#1 There be dolphins in that there river...
Posted: Thu Aug 30, 2007 1:27 pm
BBC
It's alive! ALIIVVVVVEEEEE!The critically endangered Yangtze River dolphin, or baiji, has been sighted in eastern China, Chinese media report.
Scientists had recently declared that the baiji was probably extinct.
An international team of researchers spent six weeks looking for the creature last year without a single sighting.
But earlier this month the baiji was spotted and filmed by a local man, and confirmed by Chinese biologists, says official Xinhua news agency.
"I never saw such a big thing in the water before so I filmed it," Zeng Yujiang from Anhui Province told Xinhua.
"It was about 1,000 metres away and jumped out of the water several times."
Wang Kexiong from the Institute of Hydrobiology at the Chinese Academy of Social Sciences said experts from the institute had confirmed the footage was of a baiji.
Wang Ding, also from the Institute of Hydrobiology and a leading authority on the species, said that the sighting could not be confirmed 100% because of the distance, but that it looked and acted like a baiji.
Environmental degradation
Wang Ding said a team of scientists would visit the area to see if they could find the creature.

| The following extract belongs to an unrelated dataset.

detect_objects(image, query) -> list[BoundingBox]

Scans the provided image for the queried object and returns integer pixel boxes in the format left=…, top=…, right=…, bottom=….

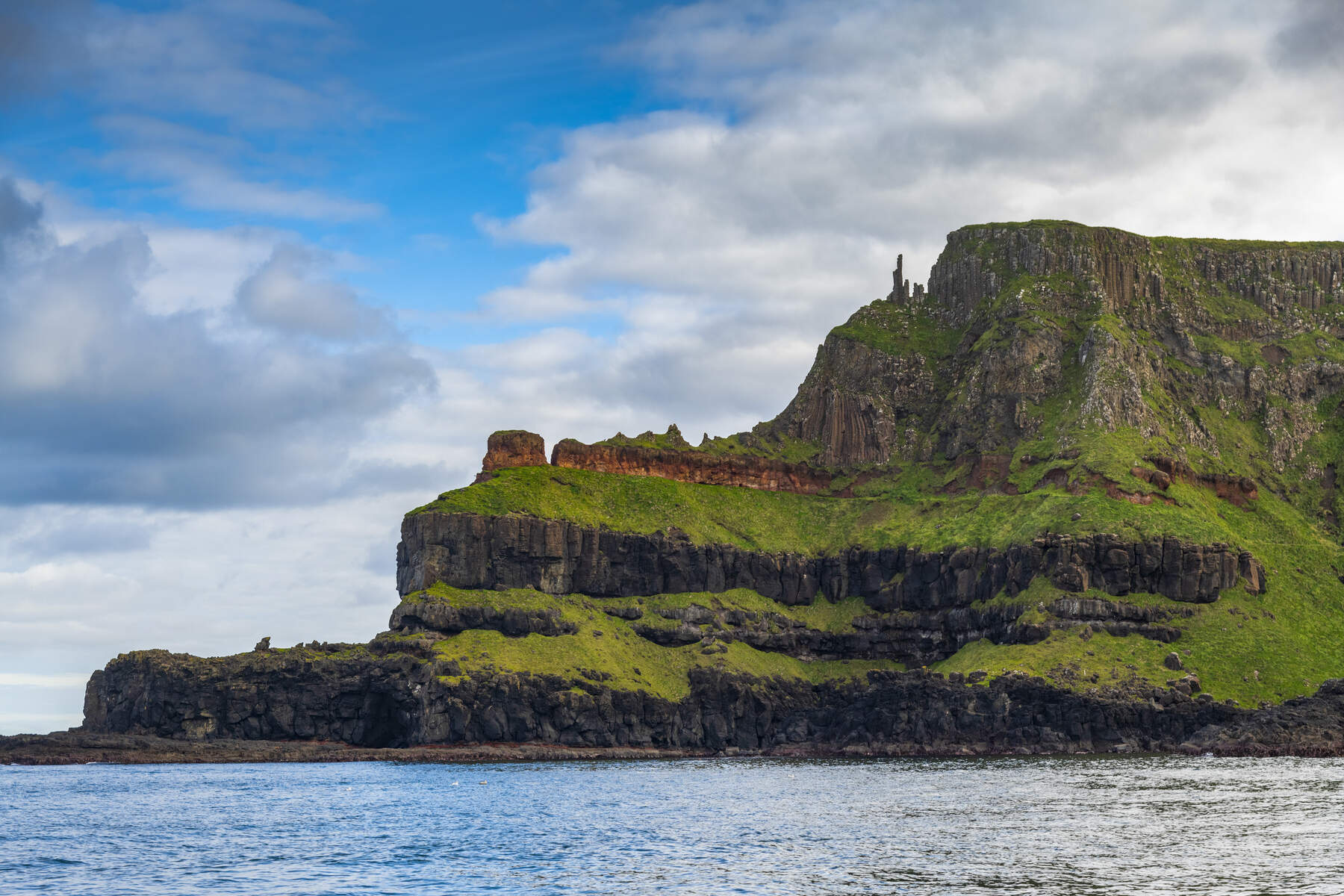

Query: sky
left=0, top=0, right=1344, bottom=733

Although the sighting provides a small cause for hope that the creature could survive in the wild, the outlook is not good, says the BBC's East Asia editor Steve Jackson.
In the 1950s there were thousands of Yangtze River dolphins, but numbers have declined drastically due to industrial pollution, heavy river traffic and over-fishing.
A survey by researchers in 1997 found only 13.
If any wild baiji are found scientists will try to capture them and move them to a reserve where they would try to breed them if possible, Wang Ding said.
The last previous sighting of a wild baiji was in 2004, while the last captive baiji, Qi Qi, died in 2002.